Dass sich bei Großprojekten wie dem Stadionumbau komplex verzweigte, lange Leitungswege ergeben, liegt in der Natur der Sache. Für die Anlagenwasseraufbereitung würde dies mitunter einiges an Arbeitsaufwand mit sich bringen, wenn diese Leitungen im Zuge einer Dichtheitsprüfung und Spülung entsprechend DIN EN 14336 zunächst mit Leitungswasser befüllt und dann nochmals entleert werden müssten. Als verantwortliches SHK-Unternehmen nahm die Firma Ing. Elmar Bey GmbH & Co. KG aus Pfungstadt diese Herausforderung allerdings sportlich und setzte auf das permaLine Verfahren zur Teilstromentsalzung. Zum einen wird das Teilstromverfahren in der novellierten VDI-Richtlinie 2035 explizit als das Mittel der Wahl zur Anlagenwasseraufbereitung empfohlen. Zum anderen zeigte sich Geschäftsührer Dipl.-Ing. Thorsten Bey als Experte mit besonderer Heizungsbau-Kompetenz auch klar überzeugt von der einfachen und unkomplizierten Anwendung dieser Lösung. Was den Fachhandwerkern bei der Stadion-Heizungsanlage mit Übergabestation besonders zugute kam und den Arbeitsaufwand erheblich reduzierte: Die Anlage konnte dank permaLine zunächst mit Rohwasser befüllt und anschließend im laufenden Betrieb einfach und sicher aufbereitet werden. Nach wenigen Handgriffen arbeitet das mobile Gerät permaLine dabei weitestgehend selbstständig und muss nicht über den gesamten Prozess beaufsichtigt werden. Einen weiteren Vorteil in der Zusammenarbeit mit perma-trade sieht Thorsten Bey auch in der umfassenden persönlichen Beratung. So sei ihm sein zuständiger Außendienstmitarbeiter Jürgen Benke während des gesamten Projekts von der Planung bis zur Umsetzung mit Rat und Tat zur Seite gestanden.

Schnelle sichere Umsetzung im laufenden Betrieb

Im April 2021 wurde mit der Aufbereitung der 5200 Liter Anlagenwasser begonnen. Dazu wurde permaLine einfach in die Heizungsanlage eingebunden.

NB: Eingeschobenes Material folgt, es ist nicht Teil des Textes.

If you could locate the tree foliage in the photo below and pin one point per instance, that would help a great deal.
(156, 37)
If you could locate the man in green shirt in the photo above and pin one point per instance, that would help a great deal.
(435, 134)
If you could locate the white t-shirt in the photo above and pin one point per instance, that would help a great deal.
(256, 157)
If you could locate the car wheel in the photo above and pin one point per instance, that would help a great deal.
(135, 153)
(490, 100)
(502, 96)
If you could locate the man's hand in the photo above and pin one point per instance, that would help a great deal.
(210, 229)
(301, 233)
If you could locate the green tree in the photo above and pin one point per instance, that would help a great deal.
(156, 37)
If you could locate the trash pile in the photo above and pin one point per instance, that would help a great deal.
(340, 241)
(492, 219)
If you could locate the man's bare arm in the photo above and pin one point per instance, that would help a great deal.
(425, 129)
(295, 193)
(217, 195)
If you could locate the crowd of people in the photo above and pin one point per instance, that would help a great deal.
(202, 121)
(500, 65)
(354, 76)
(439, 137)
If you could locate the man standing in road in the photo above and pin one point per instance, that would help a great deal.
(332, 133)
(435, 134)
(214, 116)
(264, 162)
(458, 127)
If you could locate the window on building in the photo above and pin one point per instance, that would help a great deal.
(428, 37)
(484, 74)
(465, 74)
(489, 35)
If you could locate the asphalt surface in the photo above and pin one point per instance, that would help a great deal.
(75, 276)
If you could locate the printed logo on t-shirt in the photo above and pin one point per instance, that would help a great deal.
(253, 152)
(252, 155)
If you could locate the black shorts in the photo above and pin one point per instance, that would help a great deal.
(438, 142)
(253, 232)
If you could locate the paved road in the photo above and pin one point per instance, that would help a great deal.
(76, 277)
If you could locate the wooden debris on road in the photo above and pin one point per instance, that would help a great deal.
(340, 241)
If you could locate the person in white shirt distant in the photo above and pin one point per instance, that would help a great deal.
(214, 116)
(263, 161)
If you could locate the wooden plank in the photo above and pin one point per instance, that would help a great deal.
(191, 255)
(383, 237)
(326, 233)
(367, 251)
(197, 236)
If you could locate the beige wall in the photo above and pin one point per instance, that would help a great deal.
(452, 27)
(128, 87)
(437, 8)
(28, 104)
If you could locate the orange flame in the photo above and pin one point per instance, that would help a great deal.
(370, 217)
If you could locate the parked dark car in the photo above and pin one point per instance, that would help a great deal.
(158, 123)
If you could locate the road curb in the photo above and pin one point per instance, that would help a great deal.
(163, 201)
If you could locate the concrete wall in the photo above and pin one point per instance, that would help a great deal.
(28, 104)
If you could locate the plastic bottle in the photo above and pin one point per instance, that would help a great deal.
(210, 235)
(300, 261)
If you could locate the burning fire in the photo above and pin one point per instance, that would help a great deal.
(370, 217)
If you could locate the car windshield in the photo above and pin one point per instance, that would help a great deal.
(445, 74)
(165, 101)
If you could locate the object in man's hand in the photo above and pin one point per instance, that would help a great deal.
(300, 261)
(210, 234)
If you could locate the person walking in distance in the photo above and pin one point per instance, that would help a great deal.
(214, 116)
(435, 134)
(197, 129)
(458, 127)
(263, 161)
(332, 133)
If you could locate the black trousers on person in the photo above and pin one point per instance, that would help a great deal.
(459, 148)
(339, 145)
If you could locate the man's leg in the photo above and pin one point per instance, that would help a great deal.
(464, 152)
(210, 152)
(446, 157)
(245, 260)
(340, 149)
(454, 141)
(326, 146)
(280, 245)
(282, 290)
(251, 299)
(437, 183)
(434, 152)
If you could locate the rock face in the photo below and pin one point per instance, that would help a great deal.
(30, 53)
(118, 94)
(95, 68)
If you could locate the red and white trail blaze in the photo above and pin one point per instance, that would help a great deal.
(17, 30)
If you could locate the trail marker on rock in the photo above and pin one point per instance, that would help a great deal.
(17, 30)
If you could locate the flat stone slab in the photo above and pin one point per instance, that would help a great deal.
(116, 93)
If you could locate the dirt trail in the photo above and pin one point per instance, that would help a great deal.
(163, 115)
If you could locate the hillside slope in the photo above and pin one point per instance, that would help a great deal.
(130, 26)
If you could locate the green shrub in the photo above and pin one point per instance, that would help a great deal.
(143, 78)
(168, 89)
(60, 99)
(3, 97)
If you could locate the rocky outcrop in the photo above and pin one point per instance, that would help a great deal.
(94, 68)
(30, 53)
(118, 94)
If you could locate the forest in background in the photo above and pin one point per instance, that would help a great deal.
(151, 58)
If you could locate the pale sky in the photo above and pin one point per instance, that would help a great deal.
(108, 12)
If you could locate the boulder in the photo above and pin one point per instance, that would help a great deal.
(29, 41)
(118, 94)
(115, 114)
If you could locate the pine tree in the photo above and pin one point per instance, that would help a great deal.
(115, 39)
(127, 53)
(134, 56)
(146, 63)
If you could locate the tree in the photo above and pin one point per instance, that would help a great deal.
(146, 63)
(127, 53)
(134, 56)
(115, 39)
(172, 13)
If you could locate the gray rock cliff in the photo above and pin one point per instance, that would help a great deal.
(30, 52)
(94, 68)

Zunächst fließt das Wasser dabei durch einen feinporigen Tiefenfilter mit 1 µm, der bei permaLine praktischerweise bereits integriert ist und selbst kleinste Partikel sowie Trübstoffe und Magnetit entfernt. Anschließend wird das Füllwasser in einer Entmineralisierungseinheit weiter aufbereitet. Im Stadion des SV Wehen kamen für die Aufbereitung sieben permasoft vom Typ PT-PS 21000 zum Einsatz. Beim Durchfließen werden neben Härtebildnern wie Magnesium und Calcium auch korrosive Salze wie Chlorid und Sulfat entfernt. Im Gegensatz zu einer Enthärtung hat das Wasser nach der Entmineralisierung eine stark reduzierte elektrische Leitfähigkeit. Dies zeigten auch die finalen Wasserproben vom 10.08.2021 im Stadion: Mit einer auf 55 µS/cm reduzierten elektrischen Leitfähigkeit, einem pH-Wert von 8,46 und einer Wasserhärte kleiner 1° dH liegt die Anlagenwasserqualität nun im VDI-Richtlinien-konformen Bereich und die Anlage ist definitiv „fit“ für die Zukunft.

Saubere Sache: Nach getaner Arbeit, ab zum Recycling!

perma-trade hat die Werte Nachhaltigkeit und verantwortungsbewusstes Handeln fest im Unternehmensalltag verankert. Dazu gehört auch, dass das zur Entmineralisierung des Anlagenwassers eingesetzte Mischbettharz nach Gebrauch nicht im Müll entsorgt werden soll, sondern in einen Recycling-Prozess eingebunden ist. SHK-Betriebe senden ihre aufgebrauchten permasoft Entmineralisierungseinheiten nach der Verwendung kostenfrei an perma-trade zurück, damit das Harz wieder aufbereitet und weiter verwendet werden kann. So lassen sich über 300 Tonnen Müll pro Jahr vermeiden.